Transcript: Parse the conversation for:

  1. Behavioral anti-patterns (narration, skipped phases, tool misuse).
  2. Protocol violations (missing logs, no between-rounds context, bare tags).
  3. Communication issues (unclear questions, missed user intent).

Feedback: Map feedback to affected protocol files:

  1. Identify mentioned commands (§CMD_*), invariants (¶INV_*), skills.
  2. Read the referenced files.
  3. Analyze the feedback in context.

B. Pattern Library (Known Anti-Patterns)

Apply these checks based on the mode's focus:

Behavioral Patterns:

  • Agent narrated micro-steps in chat (violated §CMD_NO_MICRO_NARRATION)
  • Agent skipped protocol phases without §CMD_REFUSE_OFF_COURSE
  • Missing between-rounds context in interrogation
  • No §CMD_APPEND_LOG between tool uses (heartbeat violations)
  • Agent self-authorized phase skips (violated ¶INV_USER_APPROVED_REQUIRES_TOOL)
  • Bare tags in body text (violated ¶INV_ESCAPE_BY_DEFAULT)

Clarity Patterns:

  • Ambiguous command wording (could be interpreted multiple ways)
  • Missing examples in command definitions
  • Unclear proof field descriptions
  • Inconsistent terminology across commands
  • Overly long command definitions (could be split)

Structural Patterns:

  • Redundant logic across commands
  • Missing §CMD_* extraction (inline prose that should be a command)
  • Phase ordering issues
  • Proof field drift (proof doesn't match what command actually produces)
  • Dead references (commands/invariants referenced but not defined)

C. Open Exploration

Beyond the pattern library, freely explore:

  • Read the actual protocol files referenced in findings.
  • Cross-reference related commands for consistency.
  • Check if similar patterns exist in other skills.
  • Look for missing error handling or edge cases.
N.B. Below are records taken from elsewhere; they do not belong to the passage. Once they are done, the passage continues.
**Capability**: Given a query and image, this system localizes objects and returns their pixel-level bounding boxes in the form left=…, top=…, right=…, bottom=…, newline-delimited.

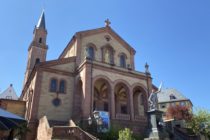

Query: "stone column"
left=111, top=84, right=116, bottom=119
left=129, top=88, right=134, bottom=121
left=82, top=63, right=93, bottom=118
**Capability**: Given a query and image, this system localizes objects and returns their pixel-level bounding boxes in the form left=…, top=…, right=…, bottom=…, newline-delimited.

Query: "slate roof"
left=36, top=11, right=46, bottom=30
left=157, top=88, right=189, bottom=103
left=0, top=84, right=18, bottom=100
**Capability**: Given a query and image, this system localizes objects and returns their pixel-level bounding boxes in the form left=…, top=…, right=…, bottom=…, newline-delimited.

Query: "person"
left=148, top=83, right=162, bottom=111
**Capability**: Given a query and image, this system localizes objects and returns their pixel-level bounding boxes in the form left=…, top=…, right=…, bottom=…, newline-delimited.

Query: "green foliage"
left=96, top=126, right=119, bottom=140
left=187, top=109, right=210, bottom=136
left=119, top=128, right=133, bottom=140
left=14, top=123, right=31, bottom=138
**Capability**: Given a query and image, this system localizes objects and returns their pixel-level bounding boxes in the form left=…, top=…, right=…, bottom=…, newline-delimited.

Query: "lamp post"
left=88, top=112, right=103, bottom=132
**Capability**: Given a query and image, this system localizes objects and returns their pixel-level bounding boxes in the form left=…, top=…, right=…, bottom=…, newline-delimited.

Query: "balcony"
left=116, top=113, right=131, bottom=120
left=134, top=115, right=146, bottom=121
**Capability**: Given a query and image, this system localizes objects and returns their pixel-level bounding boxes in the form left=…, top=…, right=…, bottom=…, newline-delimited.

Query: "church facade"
left=20, top=12, right=153, bottom=139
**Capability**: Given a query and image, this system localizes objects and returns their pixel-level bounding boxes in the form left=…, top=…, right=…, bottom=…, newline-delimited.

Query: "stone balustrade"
left=116, top=113, right=131, bottom=120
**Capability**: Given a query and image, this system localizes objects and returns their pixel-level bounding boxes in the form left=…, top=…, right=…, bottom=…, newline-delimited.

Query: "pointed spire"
left=36, top=10, right=46, bottom=30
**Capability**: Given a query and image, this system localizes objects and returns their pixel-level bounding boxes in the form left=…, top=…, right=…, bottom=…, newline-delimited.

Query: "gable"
left=77, top=26, right=136, bottom=54
left=40, top=57, right=76, bottom=72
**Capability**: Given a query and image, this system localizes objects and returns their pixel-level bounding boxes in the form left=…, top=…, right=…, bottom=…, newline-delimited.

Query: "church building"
left=20, top=12, right=153, bottom=139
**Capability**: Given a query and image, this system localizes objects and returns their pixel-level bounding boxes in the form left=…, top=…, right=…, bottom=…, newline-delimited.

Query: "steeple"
left=36, top=10, right=46, bottom=30
left=24, top=10, right=48, bottom=84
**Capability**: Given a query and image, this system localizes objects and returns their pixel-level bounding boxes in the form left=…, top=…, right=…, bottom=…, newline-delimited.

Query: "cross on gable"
left=105, top=18, right=111, bottom=26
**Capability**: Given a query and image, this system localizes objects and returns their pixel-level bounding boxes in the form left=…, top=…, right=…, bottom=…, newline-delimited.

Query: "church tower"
left=24, top=11, right=48, bottom=84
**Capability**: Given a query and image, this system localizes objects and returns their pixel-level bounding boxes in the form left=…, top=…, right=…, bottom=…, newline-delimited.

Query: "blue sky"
left=0, top=0, right=210, bottom=109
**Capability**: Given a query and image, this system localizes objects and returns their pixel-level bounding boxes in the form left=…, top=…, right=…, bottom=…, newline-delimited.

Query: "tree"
left=119, top=128, right=133, bottom=140
left=166, top=105, right=192, bottom=120
left=187, top=109, right=210, bottom=137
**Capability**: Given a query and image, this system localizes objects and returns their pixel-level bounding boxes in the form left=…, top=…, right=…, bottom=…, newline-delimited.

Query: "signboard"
left=94, top=111, right=110, bottom=133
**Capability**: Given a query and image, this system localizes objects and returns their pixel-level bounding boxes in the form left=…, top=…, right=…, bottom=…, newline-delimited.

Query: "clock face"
left=52, top=98, right=61, bottom=107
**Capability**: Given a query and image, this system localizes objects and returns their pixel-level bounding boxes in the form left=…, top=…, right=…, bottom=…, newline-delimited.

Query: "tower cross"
left=105, top=18, right=111, bottom=26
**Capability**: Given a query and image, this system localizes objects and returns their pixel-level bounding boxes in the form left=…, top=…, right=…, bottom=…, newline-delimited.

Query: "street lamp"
left=87, top=112, right=103, bottom=132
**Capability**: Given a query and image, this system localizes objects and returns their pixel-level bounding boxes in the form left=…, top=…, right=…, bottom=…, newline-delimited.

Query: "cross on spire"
left=105, top=18, right=111, bottom=26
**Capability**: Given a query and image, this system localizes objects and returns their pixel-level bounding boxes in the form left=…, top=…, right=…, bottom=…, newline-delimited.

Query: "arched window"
left=101, top=44, right=115, bottom=65
left=35, top=58, right=40, bottom=64
left=39, top=37, right=42, bottom=43
left=59, top=80, right=66, bottom=93
left=104, top=49, right=111, bottom=63
left=87, top=47, right=94, bottom=60
left=170, top=94, right=176, bottom=100
left=50, top=78, right=57, bottom=92
left=120, top=55, right=126, bottom=68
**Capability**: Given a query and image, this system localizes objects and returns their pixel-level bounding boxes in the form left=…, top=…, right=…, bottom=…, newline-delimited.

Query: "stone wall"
left=0, top=99, right=26, bottom=117
left=81, top=33, right=131, bottom=66
left=38, top=72, right=74, bottom=121
left=93, top=69, right=147, bottom=87
left=37, top=116, right=52, bottom=140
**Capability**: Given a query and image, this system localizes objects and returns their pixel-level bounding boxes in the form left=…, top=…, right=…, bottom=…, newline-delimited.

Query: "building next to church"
left=157, top=88, right=193, bottom=121
left=20, top=12, right=153, bottom=139
left=0, top=84, right=26, bottom=117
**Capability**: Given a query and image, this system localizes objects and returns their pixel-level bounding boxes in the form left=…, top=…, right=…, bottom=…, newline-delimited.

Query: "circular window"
left=52, top=98, right=61, bottom=107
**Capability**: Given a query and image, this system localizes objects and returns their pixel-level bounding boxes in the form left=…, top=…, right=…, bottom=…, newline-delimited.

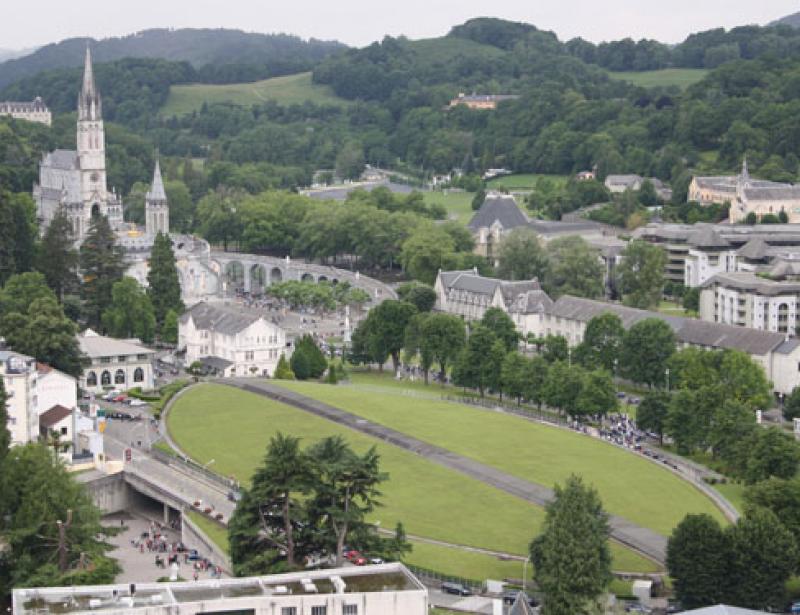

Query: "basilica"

D. Logging (The Analysis Notebook)

For every finding, execute §CMD_APPEND_LOG to PROTOCOL_IMPROVEMENT_LOG.md.

Cadence: Log at least 5 findings before moving to Calibration.

Phase Transition

Execute §CMD_GATE_PHASE: custom: "Skip to Phase 3: Apply | Findings are clear, ready to propose changes"


2. Calibration (Interactive)

Present findings to the user and align on priorities.

§CMD_REPORT_INTENT:

Calibrating with ___ findings logged. Presenting findings summary and aligning priorities.

§CMD_EXECUTE_PHASE_STEPS(2.0.*)

Findings Summary

Before interrogation, present a summary:

Findings so far: N total

  • Violations: N (clear protocol violations)
  • Clarity issues: N (ambiguous wording, missing examples)
  • Structural issues: N (redundancy, missing extractions)
  • Suggestions: N (improvement ideas)

Files affected: [list of protocol files]

Calibration Depth Selection

Present via AskUserQuestion (multiSelect: false):

"How deep should calibration go?"

DepthMinimum RoundsWhen to Use
Short3+Findings are clear, user just needs to confirm priorities
Medium5+Some findings need discussion, priorities unclear
Long8+Complex findings, many trade-offs to discuss
AbsoluteUntil ALL resolvedEvery finding needs explicit user input

Calibration Topics

Standard topics:

  • Priority triage -- Which findings matter most? What to fix first?
  • Scope confirmation -- Are all findings in scope, or should some be deferred?
  • Wording review -- For clarity fixes, does the proposed wording sound right?
  • Structural decisions -- For refactoring proposals, confirm the restructuring approach
  • Risk assessment -- Could any proposed change break existing behavior?

Repeatable topics:

  • Followup -- Clarify or revisit answers from previous rounds
  • Devil's advocate -- Challenge the proposed changes
  • What-if scenarios -- What happens if we apply/don't apply this change?
  • Deep dive -- Drill into a specific finding

Calibration Exit Gate

After reaching minimum rounds, present via AskUserQuestion (multiSelect: true):

"Round N complete (minimum met). What next?"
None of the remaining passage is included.